The slight increase in rivaroxaban usage over time might well be a reflection of the publication of the X-VERT trial in 2014, the first prospective trial to show the safety and efficacy of a NOAC during cardioversion when compared to warfarin. Dabigatran was the first choice in most of the countries in the first 4 months of our observational period, and it remained at a stable usage ratio. Apixaban was the least prescribed NOAC during the first few months, but a substantial increase throughout the observational period of one year was recorded. In a Danish registry between 2011 and 2015, a decreasing usage of VKA in general AF management was observed, and among NOACs a rise of apixaban and a decrease of dabigatran was noticed. Similarly, an expanding use of NOACs was reported in the GARFIELD-AF registry, and there were differences between countries similar to our results in the cardioversion population. Differences of NOAC usage between countries depend predominantly on regulatory as well as economic factors.
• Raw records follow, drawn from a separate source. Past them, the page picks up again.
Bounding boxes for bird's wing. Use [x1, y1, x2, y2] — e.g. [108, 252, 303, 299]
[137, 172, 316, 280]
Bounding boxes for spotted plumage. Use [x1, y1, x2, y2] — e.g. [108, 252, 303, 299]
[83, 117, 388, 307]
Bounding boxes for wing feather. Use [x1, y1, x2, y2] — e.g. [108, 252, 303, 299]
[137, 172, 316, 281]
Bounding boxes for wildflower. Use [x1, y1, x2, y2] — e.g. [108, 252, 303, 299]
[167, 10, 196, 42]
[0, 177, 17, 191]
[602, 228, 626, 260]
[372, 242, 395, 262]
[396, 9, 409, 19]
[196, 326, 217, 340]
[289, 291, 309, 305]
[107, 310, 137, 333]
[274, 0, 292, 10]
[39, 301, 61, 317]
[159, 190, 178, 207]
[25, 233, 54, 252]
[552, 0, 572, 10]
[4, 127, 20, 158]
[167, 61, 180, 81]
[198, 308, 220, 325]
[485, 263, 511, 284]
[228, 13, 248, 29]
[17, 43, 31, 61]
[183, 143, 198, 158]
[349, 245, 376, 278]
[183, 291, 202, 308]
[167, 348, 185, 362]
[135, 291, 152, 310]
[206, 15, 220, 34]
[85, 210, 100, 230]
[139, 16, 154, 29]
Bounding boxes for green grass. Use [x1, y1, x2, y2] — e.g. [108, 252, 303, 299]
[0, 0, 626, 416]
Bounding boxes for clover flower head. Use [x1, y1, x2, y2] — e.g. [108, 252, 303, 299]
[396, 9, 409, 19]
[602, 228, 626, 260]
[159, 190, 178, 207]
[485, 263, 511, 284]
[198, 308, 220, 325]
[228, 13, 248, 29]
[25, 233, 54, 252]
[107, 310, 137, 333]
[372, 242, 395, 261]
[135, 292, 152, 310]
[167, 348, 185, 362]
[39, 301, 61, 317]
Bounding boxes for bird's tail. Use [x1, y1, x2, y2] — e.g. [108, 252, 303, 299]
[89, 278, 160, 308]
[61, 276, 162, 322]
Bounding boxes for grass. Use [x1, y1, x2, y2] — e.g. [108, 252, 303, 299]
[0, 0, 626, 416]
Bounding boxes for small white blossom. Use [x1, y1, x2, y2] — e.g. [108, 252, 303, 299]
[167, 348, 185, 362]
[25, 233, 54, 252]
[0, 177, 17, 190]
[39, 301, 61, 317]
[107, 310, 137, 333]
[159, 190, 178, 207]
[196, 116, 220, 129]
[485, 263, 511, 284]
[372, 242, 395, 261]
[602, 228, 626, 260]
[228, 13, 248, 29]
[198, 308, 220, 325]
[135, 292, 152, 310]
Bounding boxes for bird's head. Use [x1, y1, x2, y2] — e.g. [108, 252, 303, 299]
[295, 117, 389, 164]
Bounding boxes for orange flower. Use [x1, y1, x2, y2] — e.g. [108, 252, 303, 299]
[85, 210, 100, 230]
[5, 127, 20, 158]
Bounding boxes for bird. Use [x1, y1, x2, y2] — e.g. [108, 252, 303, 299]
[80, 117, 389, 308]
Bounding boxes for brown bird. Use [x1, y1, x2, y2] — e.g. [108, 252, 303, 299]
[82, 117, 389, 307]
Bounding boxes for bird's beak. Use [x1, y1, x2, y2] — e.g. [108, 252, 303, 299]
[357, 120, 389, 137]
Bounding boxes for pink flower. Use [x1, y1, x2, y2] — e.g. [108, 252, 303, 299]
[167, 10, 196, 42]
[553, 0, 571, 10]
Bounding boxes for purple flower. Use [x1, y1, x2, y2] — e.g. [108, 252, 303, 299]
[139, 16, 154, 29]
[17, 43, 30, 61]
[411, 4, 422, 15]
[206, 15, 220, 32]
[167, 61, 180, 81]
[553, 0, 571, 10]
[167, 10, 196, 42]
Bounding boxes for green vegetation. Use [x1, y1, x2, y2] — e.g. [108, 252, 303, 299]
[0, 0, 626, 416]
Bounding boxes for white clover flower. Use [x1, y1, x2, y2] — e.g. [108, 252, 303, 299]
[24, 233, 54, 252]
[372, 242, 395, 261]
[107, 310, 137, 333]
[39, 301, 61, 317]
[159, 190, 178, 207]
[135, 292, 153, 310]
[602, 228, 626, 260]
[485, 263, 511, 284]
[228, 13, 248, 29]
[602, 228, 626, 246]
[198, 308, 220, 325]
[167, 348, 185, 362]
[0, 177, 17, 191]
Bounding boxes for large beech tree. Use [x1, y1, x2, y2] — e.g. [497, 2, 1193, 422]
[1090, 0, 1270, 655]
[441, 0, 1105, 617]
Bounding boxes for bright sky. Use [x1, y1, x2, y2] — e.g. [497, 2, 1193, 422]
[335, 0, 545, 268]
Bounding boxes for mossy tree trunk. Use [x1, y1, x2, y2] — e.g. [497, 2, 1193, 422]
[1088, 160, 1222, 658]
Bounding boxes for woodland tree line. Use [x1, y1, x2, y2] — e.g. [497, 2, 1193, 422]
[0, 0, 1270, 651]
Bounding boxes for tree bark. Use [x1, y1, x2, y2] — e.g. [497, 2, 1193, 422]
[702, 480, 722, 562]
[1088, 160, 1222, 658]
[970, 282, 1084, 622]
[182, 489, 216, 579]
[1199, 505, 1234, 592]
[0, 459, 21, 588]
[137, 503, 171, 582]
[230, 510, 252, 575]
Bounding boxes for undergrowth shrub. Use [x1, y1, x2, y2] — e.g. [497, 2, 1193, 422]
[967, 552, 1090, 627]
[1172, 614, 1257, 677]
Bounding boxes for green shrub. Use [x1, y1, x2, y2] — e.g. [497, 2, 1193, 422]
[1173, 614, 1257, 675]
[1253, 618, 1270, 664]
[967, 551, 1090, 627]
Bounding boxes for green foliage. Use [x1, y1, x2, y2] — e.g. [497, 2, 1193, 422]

The design of this registry purposely focused on the use of oral anticoagulants, however outcome data of stroke and systemic embolism and safety endpoints such as bleeding events would be of great additional value to this work. These will be subject for future research and will receive highest priority.

Conclusions

Taken together, our study shows that most patients did receive oral anticoagulants during cardioversion. VKAs were used more often (2/3 vs. 1/3) than NOACs in this particular setting. However, our results show a significant decrease in VKA usage over time, while NOAC usage displays a gradual increase. As NOACs are more and more widely used in AF in general, further studies in the cardioversion setting will be needed to understand their optimal role in this aspect of AF patient management.

Conflict of interest: none declared.

Funding

Open access to this publication was supported by Bayer AG.

Conflict of interest: none declared.